Je comprends totalement, ce n’était pas quelque chose qui me plaisait non plus. Ni ça, ni les nouvelles, mais grâce au Maki j’ai découvert des textes qui m’ont fait changer d’avis et ce recueil aurait pu en faire partie si je l’avais lu plus tôt ! Il trainait depuis un moment dans ma PàL ^^’
Je suis contente de te faire découvrir quelque chose en tout cas 🙂
Excuse moi j’ai reecrit mon commentaire, car je l’avais pas vu apparaître . Il faut que je pense que sur ton blog le commentaire s’affiche en tête.
Pas de soucis 🙂 en effet les nouvelles ne sont pas reliées entre elles ce que je préfère aussi personnellement ! Il y en a vraiment pour tous les goûts.
Intéressant. Je note ces nouvelles qui sont indépendantes il me semble et qui posent un questionnement.
J’ai pris goût aux nouvelles personnellement et celles ci posent un questionnement qui est intéressant. Souvent l’auteur crée un lien entre les nouvelles. Là ça semble pas être le cas. Je préfère .
Je ne me serais pas non plus attendue à trouver de la science-fiction dans un livre de la maison d’édition !

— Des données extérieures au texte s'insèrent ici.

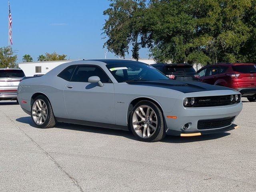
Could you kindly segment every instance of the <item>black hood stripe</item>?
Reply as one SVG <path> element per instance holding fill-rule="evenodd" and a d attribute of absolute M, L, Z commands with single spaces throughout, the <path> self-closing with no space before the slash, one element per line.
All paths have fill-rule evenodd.
<path fill-rule="evenodd" d="M 216 86 L 200 82 L 184 82 L 168 79 L 156 81 L 134 81 L 127 82 L 127 83 L 131 85 L 161 87 L 172 89 L 184 93 L 217 90 L 232 90 L 227 87 Z"/>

Quand je commencerai le recueil, je pense lire en priorité La femme diamantée, parce que ce que tu en dis m’interpelle que ce soit sur la situation de départ tristement réaliste ou cette idée d’instantanés comme base d’écriture.
Quant à la maitrise du genre par l’autrice, j’en suis ravie parce que pour moi, c’est un format extrêmement compliqué et qu’un très bon auteur de romans n’est pas forcément un bon auteur de nouvelles.
J’espère que tu aimeras la femme diamantée du coup 🙂
Et je suis bien d’accord avec toi, il y a des auteurs que je préfère lire en roman et qui sont très mauvais en format court hélas. C’est un exercice d’écriture totalement différent…
Et hélas sous-estimé, du moins en France, parce qu’il me semble qu’aux USA, il y a un vrai engouement autour des nouvelles et une juste reconnaissance…
Je trouve que c’est en train de revenir petit à petit dans notre paysage éditorial même si ça prend du temps. Grâce à des initiatives comme les UHL du Bélial par exemple 🙂 mais c’est encore trop de niche, d’où le projet maki devenu projet ombre d’ailleurs car ça a été une vraie révélation pour moi.
Oui, on en avait parlé et je te rejoins 🙂
Quant à ta reprise du projet, j’avoue que ça a boosté ma participation et motivation, notamment en raison de l’ouverture sur tous les genres que tu as amorcée.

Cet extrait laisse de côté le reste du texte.